23. Comment #271323 by D'Arcy on October 25, 2008 at 1:39 pm

"My own preferred description of my viewpoint is evolutionary materialist".

Hmmm... not too shabby.

Edit: Doesn't bring any god-ness into it at all.

Sat, 25 Oct 2008 12:54:00 UTC | #257707

Lisa Bauer's Avatar Comment 28 by Lisa Bauer

From the article:

Does he worry that the calibre of undergraduates is falling, as access to university is extended? "I've got to be terribly careful not to sound like an old fogey here. When I first started tutoring in the 1960s it was a great joy to me, to get enthusiastic pupils who were really keen and interested and a tutorial would be a real meeting of minds and a real conversation. That good feeling about it seemed to gradually disappear. But I would hesitate to blame the students for that, it could be that I was just growing jaded."

THIS is the part of the article I want to know more about. How, specifically, have things changed in this regard? Are students less curious, less argumentative, less impressive intellectually, what? Or is it more that, having taught so long, he's "seen it all before" or something of that nature?
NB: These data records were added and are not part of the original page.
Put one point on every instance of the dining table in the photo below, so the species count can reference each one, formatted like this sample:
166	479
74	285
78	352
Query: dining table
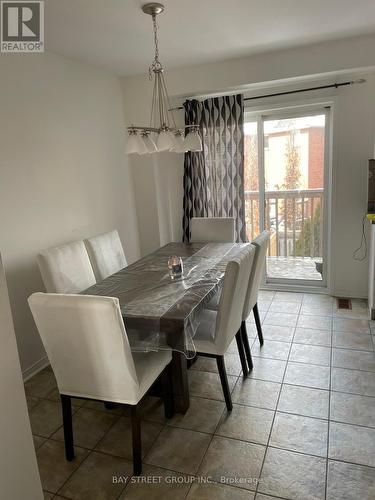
163	313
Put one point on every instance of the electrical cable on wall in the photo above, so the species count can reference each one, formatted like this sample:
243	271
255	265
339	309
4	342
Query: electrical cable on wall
362	245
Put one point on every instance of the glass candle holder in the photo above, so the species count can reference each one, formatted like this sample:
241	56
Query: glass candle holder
176	267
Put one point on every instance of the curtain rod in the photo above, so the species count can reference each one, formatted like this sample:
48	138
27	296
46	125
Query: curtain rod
320	87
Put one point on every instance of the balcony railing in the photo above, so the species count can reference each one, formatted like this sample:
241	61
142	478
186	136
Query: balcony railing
295	219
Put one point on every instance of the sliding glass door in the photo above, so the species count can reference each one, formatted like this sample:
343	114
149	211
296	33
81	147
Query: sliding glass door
285	192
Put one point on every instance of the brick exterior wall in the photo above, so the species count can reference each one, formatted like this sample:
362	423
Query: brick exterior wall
316	157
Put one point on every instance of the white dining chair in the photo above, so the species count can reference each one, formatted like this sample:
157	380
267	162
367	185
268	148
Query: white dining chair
88	348
251	301
106	254
218	328
261	243
66	268
220	229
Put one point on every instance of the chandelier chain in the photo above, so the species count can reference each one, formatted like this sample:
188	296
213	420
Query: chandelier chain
156	65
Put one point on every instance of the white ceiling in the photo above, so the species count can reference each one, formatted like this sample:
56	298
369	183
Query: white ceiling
115	34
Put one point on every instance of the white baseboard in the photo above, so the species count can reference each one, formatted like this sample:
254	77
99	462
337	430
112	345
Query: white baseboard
35	368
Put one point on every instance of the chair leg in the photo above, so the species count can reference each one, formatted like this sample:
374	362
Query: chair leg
137	442
245	341
241	352
257	322
224	382
66	404
109	406
166	378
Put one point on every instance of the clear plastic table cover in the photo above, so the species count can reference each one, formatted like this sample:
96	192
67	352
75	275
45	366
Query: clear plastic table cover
161	313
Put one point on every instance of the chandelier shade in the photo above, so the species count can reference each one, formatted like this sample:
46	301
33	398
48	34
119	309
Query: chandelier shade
161	134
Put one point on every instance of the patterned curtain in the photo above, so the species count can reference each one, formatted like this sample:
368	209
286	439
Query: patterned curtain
214	178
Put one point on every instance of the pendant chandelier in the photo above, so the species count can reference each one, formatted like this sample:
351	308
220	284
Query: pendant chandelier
162	134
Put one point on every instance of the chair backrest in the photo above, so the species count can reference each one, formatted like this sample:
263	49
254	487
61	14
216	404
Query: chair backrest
221	229
232	297
87	346
261	244
66	269
106	254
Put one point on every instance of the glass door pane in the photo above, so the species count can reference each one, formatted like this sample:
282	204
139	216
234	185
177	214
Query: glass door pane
251	174
294	195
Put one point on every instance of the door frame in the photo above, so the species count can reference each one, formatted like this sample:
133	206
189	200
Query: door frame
295	109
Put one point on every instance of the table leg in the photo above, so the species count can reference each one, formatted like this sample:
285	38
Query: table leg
180	382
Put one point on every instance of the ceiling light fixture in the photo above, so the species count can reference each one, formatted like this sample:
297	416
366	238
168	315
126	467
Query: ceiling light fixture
162	134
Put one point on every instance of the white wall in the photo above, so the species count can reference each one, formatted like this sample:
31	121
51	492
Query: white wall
19	475
63	171
158	179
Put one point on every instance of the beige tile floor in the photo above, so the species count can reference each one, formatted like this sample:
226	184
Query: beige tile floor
302	425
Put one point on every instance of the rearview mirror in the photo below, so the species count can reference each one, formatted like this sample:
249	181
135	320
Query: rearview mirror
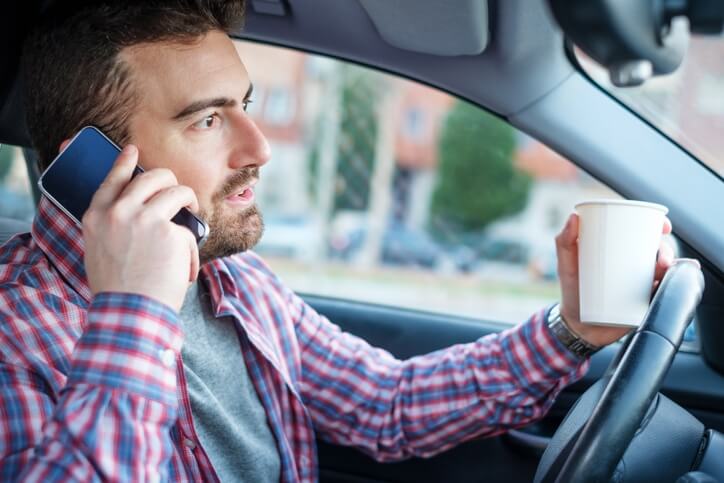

Sat, 25 Oct 2008 12:56:00 UTC | #257709

gazzaofbath's Avatar Comment 29 by gazzaofbath

I don't know about anyone else but I was just a little disappointed with this interview in The Guardian. I read through it first thing and thought "is that all"?

I was hoping the interviewer would cover more ground. Something on his track record of science education, including the well known books (though she may be a Guardian 'arty' type who hasn't read them!); his broader views on science, life, state of country; his plans for the future (and not just his last words - some way off I hope!).

Maybe its scope was meant to be a little limited but I would have hoped that a good interviewer could have probed a bit more - just for my interest!

Sat, 25 Oct 2008 13:03:00 UTC | #257713

Billy Sands's Avatar Comment 30 by Billy Sands

what causes people to turn to God

Vulnerability, indoctrination and the need to feel special.

You want debate? Why do you never debate here? Lets do the virgin birth "prophecy" or the "fall" right here, right now! (Pause for anticipated silence).

Would you let an atheist come to your sunday school every week and present an alternative to your mythology? (How many people attend your crutch on a sunday any way?)